ASX-listed Vocus boosts NZ sales 81% after FX Networks acquisition
FYI, this story is more than a year old
Vocus Communications, which yesterday said it plans to beef up its capacity on the Southern Cross Cable by almost 10 times, boosted its first-half sales in New Zealand by 81 percent after buying local fibre-line provider FX Networks last year.
The Sydney-based company reported New Zealand sales of A$25.3 million in the six months ended Dec. 31 from A$14 million a year earlier, it said in a statement. That increased the New Zealand contribution to total revenue to about 41 percent, up from 31 percent a year earlier.

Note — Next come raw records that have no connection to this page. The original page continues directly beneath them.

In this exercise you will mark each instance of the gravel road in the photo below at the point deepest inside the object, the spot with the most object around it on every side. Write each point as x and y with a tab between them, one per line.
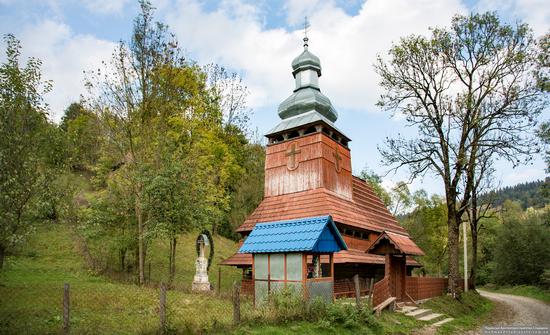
513	310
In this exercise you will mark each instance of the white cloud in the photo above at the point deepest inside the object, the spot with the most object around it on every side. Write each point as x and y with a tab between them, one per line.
64	57
105	6
347	45
522	174
535	12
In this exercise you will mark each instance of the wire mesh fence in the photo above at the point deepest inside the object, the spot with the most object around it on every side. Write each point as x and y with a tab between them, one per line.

Net profit soared to A$26.2 million, or 25.16 Australian cents per share, from A$5.9 million, or 6.33 cents, a year earlier, with Vocus recognising a A$26.9 million gain in the value of total return swaps used to value its 10 percent stake in Amcom Telecommunications. Underlying earnings climbed 54 percent to almost A$9 million on a 42 percent gain in revenue to A$62.7 million.
"This is another excellent result which demonstrates the successful execution of the company's strategy," chief executive James Spenceley said. "The result highlights the strong structural demand for Vocus's core products and the attractive nature of the company's integrated offering."
Vocus has been expanding its footprint through a series of acquisitions across Australasia over the past two years, including the FX Networks for $115 million, a 10 percent interest in the Sea-Me-We 3 undersea cable linking Perth, Australia, with Singapore from Spark New Zealand, then still called Telecom Corp, for US$2.3 million, and data centres in Perth, Sydney and Melbourne.
It's also looking to complete a merger with Amcom that would see Amcom shareholders own 51.6 percent of the enlarged group if it goes ahead, and pay out Vocus shareholders a 5.1 cents per share special dividend. The merger would make the group Australia's third-biggest telecommunications company behind Telstra Corp and Optus.
Vocus's board declared an interim dividend of 1.2 Australian cents per share, payable on March 18 with a March 4 record date.
The ASX-listed shares fell 5.5 percent to A$5.62, and have dropped 6.9 percent this year. The stock is rated an average 'buy' based on six analyst recommendations compiled by Reuters, with a median price target of A$6.35.